5 W grudniu bracia w wielu krajach są zajęci rozpowszechnianiem wydanego w roku 1984 Pisma Świętego w Przekładzie Nowego Świata — z odsyłaczami. Wprawdzie nie mamy tego przekładu w języku polskim, ale mamy pod dostatkiem popularnej Biblii warszawskiej. W niektórych zborach starsi dbają o stałe uzupełnianie zapasu nowych Biblii. Jest to godne naśladowania, zwłaszcza tam, gdzie bracia korzystają z Sal Królestwa. Szukajmy okazji do rozpowszechniania tej życiodajnej Księgi. Wyruszając do służby, zabierajmy ze sobą kilka egzemplarzy, żeby je udostępnić chętnym. Nie zapominajmy też o znajomych i o niewierzących członkach rodziny, którzy jeszcze nie mają Biblii.
6 Czy każdy z nas poczuwa się do obowiązku właściwego posługiwania się Biblią? Chociaż księga ta jest już bardzo rozpowszechniona, to jednak w dalszym ciągu niewielu ją rozumie. Jest tak napisana, że nie można jej poznać bez pomocy i kierownictwa Bożego (Dzieje 8:30, 31, 35). Na ten miesiąc przewidziany jest „Temat do rozmów” zatytułowany: „Biblia — Księgą nadziei”. Po wskazaniu na pokrzepiającą obietnicę biblijną, którą porusza ten Temat, można wyjaśniać ludziom, dlaczego odnosimy się do Biblii z takim wielkim szacunkiem i tak wysoko ją cenimy oraz jak jej nauki dają uzasadnioną nadzieję na przyszłość i wskazują prawdziwy cel w życiu. Podczas rozmowy może się nadarzyć okazja do omówienia niektórych z zawartych w niej mądrych rad, jak się uporać z problemami życia codziennego, oraz do rozpoczęcia studium biblijnego.

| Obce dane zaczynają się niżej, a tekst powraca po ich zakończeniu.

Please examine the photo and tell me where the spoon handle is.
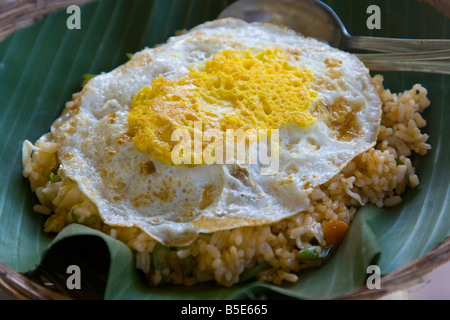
[344,36,450,52]
[356,49,450,74]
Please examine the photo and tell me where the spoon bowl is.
[219,0,350,47]
[218,0,450,74]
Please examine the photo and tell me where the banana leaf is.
[0,0,450,299]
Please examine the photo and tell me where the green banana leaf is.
[0,0,450,299]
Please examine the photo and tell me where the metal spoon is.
[219,0,450,74]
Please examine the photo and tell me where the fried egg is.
[51,18,381,246]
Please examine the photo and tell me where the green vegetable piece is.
[50,172,61,183]
[153,242,170,270]
[298,246,333,261]
[239,262,270,282]
[70,209,78,222]
[83,73,96,80]
[180,255,194,277]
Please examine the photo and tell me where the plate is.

7 Każdego dnia powinniśmy dziękować Jehowie, że dał nam Biblię. Bądźmy też wdzięczni za to, że „niewolnik wierny i rozumny” wydaje w wielkich nakładach i w łatwo zrozumiałym języku zarówno Biblie, jak i pomoce ułatwiające jej zrozumienie. Przejawiajmy takie docenianie, jakie wyraził psalmista, kiedy powiedział: „Przypomnienia Twoje są cudowne. Właśnie dlatego dusza ma ich przestrzega” (Ps. 119:129).